China quake toll expected to hit 50,000


A father rests beside his daughter, at a hospital in Deyang, Sichuan province, China, on Thursday. Associated Press
 (Associated Press / The Spokesman-Review)
Mark Magnier and Barbara Demick Los Angeles Times

HANWANG, China – The Chinese government said Thursday that the number of people killed by this week’s earthquake in Sichuan province was likely to more than double to 50,000 as rescuers dug out more victims – some still alive, but many more dead.

With the official death toll climbing to 19,509, China dropped its insistence on delivering rescue and medical assistance on its own.

An elite team of Japanese rescue workers was due to arrive in the provincial capital of Chengdu late Thursday. They would be the first foreign aid workers invited to the earthquake scene, although China has been accepting international donations of money and supplies. A Taiwanese team was also expected shortly, and officials said Russian, South Korean and Singaporean teams would join soon.

The People’s Liberation Army ordered one of its largest peacetime deployments of troops. More than 130,000 soldiers were reported to have reached the disaster scene, with thousands more on their way, according to the New China News Agency.

“We will never give up hope looking for survivors,” Gao Qiang, vice minister of health, said in a news conference.

The Chinese government estimated that 4 million homes were destroyed and 10 million people were either killed, injured or left homeless. Many residential areas in the valleys are now entombed in mud, the result of landslides triggered by the tremor.

Gu Qinghui of the International Federation of the Red Cross said most of the residents of Beichuan County, once home to 13,000 people, were now feared dead.

“This whole county has been destroyed; basically there is no Beichuan County anymore,” Gu told reporters visiting the region Thursday.

Government officials and citizens found themselves pressed to their limits in coping with the aftermath of the Monday earthquake, the worst in the country in more than three decades.

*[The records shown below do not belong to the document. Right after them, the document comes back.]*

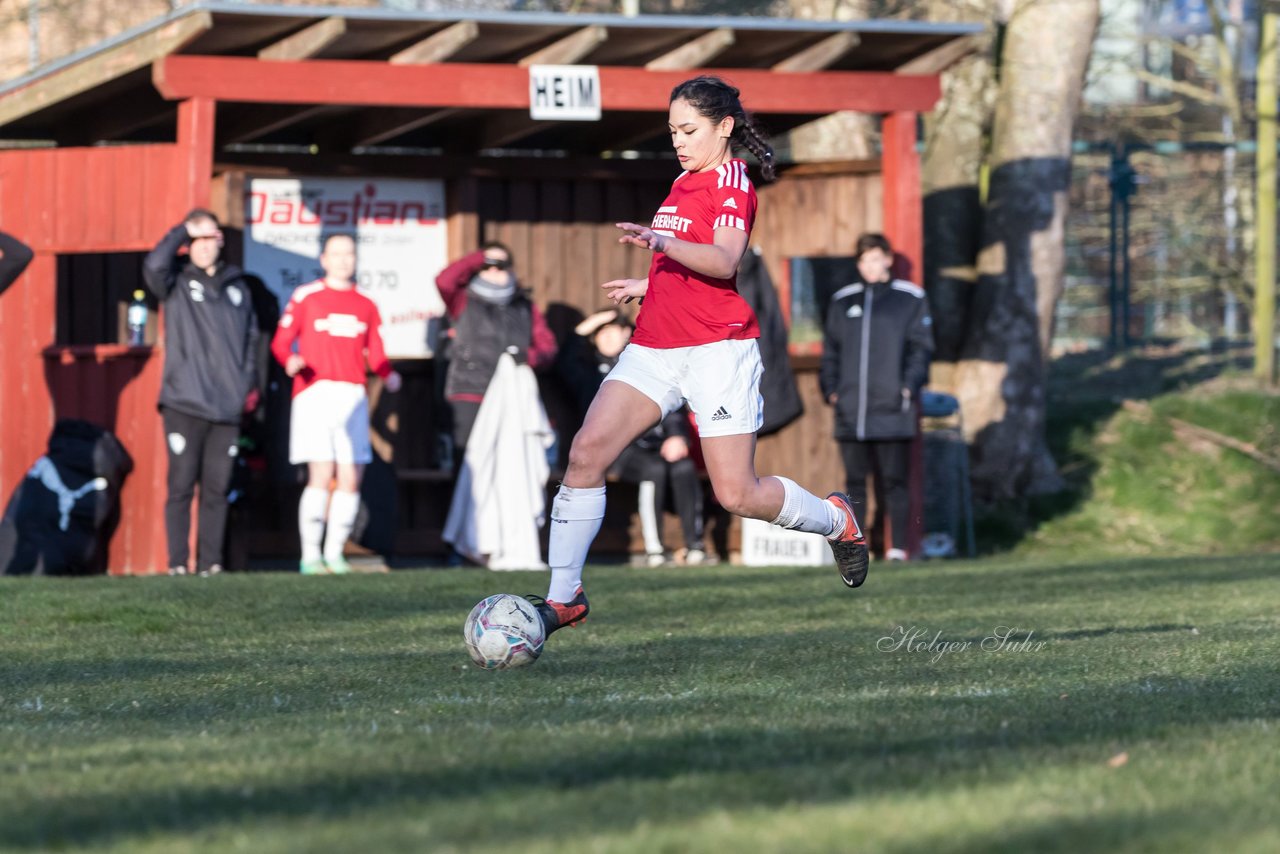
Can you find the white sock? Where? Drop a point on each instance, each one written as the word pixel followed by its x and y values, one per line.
pixel 803 511
pixel 342 519
pixel 576 516
pixel 649 519
pixel 311 511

The government issued an emergency request for everything from cranes and bulldozers to shovels and hammers.

The rescue effort has been herculean. On the railroads alone, 56 trainloads of soldiers have been sent out along with 157 railcars of ambulances and equipment. The main highway from Chengdu to Beichuan, about 40 miles from the epicenter, had convoys of ambulances and military trucks, some stretching a half-mile long. Tents, bottled water, medicine, blankets and jackets are pouring in.

But in some areas, with many roads, bridges and rail lines damaged by the earthquake, many of the rescue workers have had to travel on foot to reach victims. Chinese mountaineering clubs have been called to send trained climbers to reach the most remote areas.

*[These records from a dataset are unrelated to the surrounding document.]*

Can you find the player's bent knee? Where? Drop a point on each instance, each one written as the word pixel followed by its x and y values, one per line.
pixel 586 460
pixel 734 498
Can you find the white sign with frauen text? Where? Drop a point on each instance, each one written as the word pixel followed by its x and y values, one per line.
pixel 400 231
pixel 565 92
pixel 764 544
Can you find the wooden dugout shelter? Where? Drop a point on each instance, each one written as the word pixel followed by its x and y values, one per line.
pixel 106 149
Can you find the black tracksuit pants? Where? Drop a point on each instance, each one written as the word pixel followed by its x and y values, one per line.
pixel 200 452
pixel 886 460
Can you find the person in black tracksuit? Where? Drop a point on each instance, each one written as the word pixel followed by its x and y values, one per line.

In a now familiar pattern, rescue workers have unearthed dead victims, placed them in yellow body bags, or tarps or blankets and moved them to makeshift morgues in wheelbarrels and trucks. Families have struggled to identify their relatives’ bloated bodies by the clothes they were wearing. Tens of thousands of people remained missing or homeless.

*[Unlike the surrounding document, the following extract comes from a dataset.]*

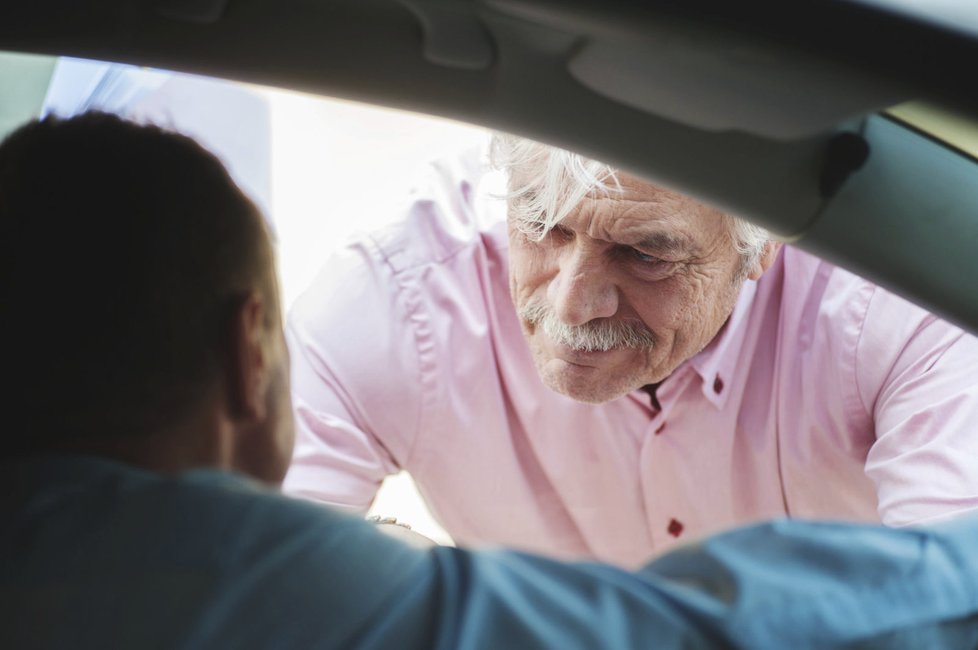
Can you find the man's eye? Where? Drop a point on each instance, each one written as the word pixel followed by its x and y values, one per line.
pixel 643 257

Troops dug burial pits. They repaired roads and bridges at the heart of the tragedy, mountainous Wenchuan County, which was the epicenter of the magnitude 7.9 quake. Although earthquake victims have been known to survive for more than a week, their chances dim with each passing day. Paratroopers working out of the hardest-hit areas one day pulled out 13 survivors and 125 dead from the rubble, the government said.